Hi, I’m Dr. Scholz. I’m a medical oncologist specializing exclusively in prostate cancer and a common question I get is, “Is one type of hormone therapy better than another?”
The answer would be—actually—yes, but it depends on your situation.
In men that have relatively mild situations with their prostate cancer or perhaps if they’re elderly a medicine called Casodex—an anti-androgen—has a lot fewer side effects but it’s still pretty potent. It’s no quite as potent as the standard thing they call hormone therapy which are the Lupron or Lupron related drugs. So a milder oral agent like Casodex is a very logical consideration in someone who has say a Basic-Teal or someone who is elderly or perhaps has some impaired health and can’t think about going on stronger therapy.

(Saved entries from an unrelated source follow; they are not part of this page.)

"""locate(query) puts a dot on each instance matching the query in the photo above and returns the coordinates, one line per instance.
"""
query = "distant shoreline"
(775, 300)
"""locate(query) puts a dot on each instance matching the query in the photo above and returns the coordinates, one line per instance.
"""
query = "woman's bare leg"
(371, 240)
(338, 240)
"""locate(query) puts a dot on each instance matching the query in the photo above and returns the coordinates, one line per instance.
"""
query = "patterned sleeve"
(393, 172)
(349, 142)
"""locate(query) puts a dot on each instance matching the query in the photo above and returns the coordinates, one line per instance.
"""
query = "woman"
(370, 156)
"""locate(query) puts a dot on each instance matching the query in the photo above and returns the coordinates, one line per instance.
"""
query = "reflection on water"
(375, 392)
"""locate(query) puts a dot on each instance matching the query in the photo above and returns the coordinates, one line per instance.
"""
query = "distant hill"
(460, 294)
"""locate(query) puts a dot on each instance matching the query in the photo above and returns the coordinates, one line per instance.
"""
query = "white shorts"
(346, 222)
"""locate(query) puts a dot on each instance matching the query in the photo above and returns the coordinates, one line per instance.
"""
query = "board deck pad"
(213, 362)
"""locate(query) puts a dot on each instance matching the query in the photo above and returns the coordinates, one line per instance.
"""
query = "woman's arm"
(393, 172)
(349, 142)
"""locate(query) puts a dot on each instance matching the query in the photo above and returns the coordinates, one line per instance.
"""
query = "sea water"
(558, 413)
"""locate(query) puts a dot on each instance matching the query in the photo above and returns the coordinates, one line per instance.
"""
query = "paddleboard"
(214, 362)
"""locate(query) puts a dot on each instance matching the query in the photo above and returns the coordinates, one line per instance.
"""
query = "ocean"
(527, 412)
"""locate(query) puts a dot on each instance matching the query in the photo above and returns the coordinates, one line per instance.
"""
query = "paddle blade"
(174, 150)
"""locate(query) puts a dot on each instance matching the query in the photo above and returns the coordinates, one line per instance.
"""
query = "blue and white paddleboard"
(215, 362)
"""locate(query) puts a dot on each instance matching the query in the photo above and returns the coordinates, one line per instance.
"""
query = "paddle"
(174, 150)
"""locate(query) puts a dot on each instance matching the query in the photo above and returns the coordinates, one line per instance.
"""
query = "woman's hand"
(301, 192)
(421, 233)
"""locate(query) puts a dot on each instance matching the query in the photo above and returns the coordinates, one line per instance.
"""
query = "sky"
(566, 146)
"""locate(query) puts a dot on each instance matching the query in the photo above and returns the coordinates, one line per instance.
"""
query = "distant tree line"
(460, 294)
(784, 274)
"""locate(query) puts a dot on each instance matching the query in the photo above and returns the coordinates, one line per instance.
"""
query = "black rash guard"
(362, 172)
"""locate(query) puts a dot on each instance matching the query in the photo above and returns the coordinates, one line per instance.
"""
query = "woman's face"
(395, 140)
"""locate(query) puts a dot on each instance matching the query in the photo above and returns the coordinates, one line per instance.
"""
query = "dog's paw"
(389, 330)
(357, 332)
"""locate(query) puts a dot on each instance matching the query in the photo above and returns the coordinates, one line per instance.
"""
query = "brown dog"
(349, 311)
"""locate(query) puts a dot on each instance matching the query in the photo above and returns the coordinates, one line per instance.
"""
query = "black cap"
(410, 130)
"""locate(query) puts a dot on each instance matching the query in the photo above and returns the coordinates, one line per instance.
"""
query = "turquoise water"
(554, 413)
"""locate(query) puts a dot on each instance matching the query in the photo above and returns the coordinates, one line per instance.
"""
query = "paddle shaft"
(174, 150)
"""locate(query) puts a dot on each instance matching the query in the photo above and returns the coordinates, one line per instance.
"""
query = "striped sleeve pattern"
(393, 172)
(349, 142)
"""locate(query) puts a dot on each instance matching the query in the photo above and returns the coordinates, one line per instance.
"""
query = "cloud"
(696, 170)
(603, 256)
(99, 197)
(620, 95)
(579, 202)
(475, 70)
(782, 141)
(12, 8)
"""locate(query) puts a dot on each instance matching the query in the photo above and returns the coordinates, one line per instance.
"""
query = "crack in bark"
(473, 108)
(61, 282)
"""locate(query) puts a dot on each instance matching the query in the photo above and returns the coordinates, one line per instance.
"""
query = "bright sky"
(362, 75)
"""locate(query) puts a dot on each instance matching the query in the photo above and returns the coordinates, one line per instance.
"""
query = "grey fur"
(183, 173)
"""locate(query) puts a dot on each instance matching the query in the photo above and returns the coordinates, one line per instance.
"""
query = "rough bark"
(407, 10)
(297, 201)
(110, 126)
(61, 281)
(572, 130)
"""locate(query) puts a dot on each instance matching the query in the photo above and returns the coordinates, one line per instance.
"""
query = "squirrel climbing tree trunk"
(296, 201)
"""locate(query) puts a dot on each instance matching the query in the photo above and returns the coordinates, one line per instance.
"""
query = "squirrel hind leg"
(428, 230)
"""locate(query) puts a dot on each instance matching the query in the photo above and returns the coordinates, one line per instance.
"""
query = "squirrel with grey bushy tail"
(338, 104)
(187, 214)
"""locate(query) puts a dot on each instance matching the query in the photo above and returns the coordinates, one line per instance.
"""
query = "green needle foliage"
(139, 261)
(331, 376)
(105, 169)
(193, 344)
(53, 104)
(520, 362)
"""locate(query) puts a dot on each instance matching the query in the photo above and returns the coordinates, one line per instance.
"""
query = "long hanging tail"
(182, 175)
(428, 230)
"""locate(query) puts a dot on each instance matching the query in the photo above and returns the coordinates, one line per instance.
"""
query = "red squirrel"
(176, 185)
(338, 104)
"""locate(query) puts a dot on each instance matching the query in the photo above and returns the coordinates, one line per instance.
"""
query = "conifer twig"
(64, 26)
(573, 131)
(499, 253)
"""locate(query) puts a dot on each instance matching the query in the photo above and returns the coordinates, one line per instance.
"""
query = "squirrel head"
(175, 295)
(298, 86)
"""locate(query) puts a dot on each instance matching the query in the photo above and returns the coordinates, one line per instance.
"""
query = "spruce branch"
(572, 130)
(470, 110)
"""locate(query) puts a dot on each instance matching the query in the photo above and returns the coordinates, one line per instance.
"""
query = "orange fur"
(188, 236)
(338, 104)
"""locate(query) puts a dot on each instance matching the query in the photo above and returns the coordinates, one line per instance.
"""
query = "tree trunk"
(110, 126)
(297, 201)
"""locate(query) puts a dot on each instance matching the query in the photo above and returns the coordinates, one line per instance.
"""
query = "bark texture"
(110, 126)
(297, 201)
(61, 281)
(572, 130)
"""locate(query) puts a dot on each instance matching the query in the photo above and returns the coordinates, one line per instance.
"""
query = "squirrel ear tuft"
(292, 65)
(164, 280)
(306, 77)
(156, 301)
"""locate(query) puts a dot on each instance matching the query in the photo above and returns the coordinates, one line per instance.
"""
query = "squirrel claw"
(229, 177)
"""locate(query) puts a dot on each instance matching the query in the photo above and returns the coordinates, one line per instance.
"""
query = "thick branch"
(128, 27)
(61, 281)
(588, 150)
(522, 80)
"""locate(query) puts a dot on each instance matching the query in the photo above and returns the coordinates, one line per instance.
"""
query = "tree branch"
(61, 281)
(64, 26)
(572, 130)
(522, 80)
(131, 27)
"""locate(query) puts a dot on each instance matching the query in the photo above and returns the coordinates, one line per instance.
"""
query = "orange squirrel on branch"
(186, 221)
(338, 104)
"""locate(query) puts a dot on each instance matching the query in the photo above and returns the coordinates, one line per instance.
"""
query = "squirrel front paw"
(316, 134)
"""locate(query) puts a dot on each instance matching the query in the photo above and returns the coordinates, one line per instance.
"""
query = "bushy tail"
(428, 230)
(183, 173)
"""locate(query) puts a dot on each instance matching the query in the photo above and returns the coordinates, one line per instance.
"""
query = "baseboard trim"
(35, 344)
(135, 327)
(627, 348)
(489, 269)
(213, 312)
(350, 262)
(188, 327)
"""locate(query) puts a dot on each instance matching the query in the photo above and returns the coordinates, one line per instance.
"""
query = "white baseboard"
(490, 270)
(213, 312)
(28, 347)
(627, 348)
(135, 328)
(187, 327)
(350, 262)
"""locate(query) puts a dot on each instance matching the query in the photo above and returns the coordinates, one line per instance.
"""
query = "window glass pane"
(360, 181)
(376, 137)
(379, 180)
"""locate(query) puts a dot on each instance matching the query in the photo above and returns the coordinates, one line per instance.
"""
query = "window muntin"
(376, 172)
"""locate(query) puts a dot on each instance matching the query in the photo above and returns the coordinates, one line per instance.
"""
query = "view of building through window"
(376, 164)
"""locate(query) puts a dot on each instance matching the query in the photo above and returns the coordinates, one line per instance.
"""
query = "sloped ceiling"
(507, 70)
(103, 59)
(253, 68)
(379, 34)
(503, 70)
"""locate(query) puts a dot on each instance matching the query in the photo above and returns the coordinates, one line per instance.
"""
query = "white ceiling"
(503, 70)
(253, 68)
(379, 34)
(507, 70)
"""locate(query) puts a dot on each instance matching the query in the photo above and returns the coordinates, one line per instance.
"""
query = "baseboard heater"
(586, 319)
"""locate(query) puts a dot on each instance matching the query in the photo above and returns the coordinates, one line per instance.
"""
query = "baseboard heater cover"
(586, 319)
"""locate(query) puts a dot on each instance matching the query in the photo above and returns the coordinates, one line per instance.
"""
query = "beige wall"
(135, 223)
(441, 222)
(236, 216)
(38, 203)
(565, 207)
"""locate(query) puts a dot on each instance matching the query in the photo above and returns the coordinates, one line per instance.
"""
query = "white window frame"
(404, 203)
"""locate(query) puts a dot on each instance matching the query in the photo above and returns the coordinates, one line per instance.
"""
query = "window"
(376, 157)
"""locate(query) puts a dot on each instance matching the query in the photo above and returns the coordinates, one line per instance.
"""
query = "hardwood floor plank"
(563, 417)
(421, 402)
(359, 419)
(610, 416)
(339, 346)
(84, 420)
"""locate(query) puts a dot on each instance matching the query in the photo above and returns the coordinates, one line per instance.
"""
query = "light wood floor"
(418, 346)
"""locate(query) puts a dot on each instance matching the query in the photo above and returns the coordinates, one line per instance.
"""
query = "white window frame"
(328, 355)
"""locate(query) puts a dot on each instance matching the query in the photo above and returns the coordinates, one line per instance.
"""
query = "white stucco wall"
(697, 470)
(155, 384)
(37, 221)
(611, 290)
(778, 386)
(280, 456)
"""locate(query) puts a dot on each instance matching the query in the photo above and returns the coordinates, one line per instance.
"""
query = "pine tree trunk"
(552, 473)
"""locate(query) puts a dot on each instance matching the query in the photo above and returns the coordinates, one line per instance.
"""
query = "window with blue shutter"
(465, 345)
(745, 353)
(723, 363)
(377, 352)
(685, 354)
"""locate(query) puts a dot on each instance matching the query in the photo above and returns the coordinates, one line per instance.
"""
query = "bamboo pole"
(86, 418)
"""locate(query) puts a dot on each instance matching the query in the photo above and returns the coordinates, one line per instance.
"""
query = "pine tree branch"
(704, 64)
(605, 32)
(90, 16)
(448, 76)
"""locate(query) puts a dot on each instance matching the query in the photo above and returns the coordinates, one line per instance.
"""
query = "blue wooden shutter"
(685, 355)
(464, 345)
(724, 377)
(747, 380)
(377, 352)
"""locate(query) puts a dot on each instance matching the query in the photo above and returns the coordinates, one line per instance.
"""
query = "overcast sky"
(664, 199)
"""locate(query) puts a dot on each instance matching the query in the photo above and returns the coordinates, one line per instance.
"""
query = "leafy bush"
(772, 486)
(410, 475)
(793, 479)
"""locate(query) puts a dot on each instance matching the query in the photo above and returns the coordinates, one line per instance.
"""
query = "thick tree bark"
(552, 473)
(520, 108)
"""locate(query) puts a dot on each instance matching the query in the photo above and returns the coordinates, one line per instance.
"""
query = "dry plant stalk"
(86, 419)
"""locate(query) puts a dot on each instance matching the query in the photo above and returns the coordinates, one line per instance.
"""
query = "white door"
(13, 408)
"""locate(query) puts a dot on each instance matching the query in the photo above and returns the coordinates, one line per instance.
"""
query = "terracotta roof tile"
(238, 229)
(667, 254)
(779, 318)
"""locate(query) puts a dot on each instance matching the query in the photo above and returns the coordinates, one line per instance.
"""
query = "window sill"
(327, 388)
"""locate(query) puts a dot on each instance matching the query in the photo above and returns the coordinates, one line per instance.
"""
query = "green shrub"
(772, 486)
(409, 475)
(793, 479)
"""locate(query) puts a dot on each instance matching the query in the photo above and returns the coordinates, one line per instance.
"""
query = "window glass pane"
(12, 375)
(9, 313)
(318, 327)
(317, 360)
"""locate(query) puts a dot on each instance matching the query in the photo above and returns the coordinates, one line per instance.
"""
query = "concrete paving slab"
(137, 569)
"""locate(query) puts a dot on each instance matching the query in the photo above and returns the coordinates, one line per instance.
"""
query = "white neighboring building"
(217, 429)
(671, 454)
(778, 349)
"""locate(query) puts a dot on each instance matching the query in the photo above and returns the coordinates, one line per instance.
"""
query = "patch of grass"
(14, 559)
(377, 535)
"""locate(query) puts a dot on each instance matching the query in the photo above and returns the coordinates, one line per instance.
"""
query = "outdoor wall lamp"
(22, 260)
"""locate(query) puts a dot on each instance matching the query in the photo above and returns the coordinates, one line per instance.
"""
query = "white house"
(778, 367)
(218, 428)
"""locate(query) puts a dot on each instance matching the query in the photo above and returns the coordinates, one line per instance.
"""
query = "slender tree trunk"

And another question that comes up is “well if casodex is relatively mild, can we add it to the Lupron?” And oftentimes this is done to avoid the flare of testosterone that occurs in first couple of weeks with Lupron, but for historical reasons oftentimes the Casodex gets stopped even though it doesn’t add a lot of additional side effects, and the history behind it is mostly rooted in finances. Casodex when it first came out was very very expensive, and so the powers that be decided that the addition of the Casodex, only giving a small benefits beyond the Lupron, wasn’t justified because of the high price. Well things have changed. Now you can get bicalutamide—generic Casodex—very inexpensively. And since it is so well tolerated, I believe that if a person is trying to get a maximum anti-cancer effect out of their hormone therapy that they should stay on the Casodex throughout the time that they’re on the Lupron. So the combination of Casodex and Lupron is a little more potent than Lupron alone, and it doesn’t really contribute much, if any, additional side effects as long as people are professionally managed.
There’s a third level of hormonal therapy which most people have heard about where agents such as Zytiga or Erleada or Xtandi can block testosterone function within the cancer cell. In selective cases is it appropriate to think about adding one of these agents--not a combination but one of these agents--to Lupron and this will enhance the anti-cancer effects further. Now these agents typically are also well tolerated and one could ask why aren’t they used routinely? And the answer is—as was the case with Casodex many years ago--is that they are very very expensive. So there’s a trade-off in terms of achieving a small incremental improvement in cure rates perhaps by the addition Erleada, Xtandi, or Zytiga, but at a very very substantial price, so this of course will have to be discussed on an individual basis between a doctor and a patient in terms of what the priorities should be.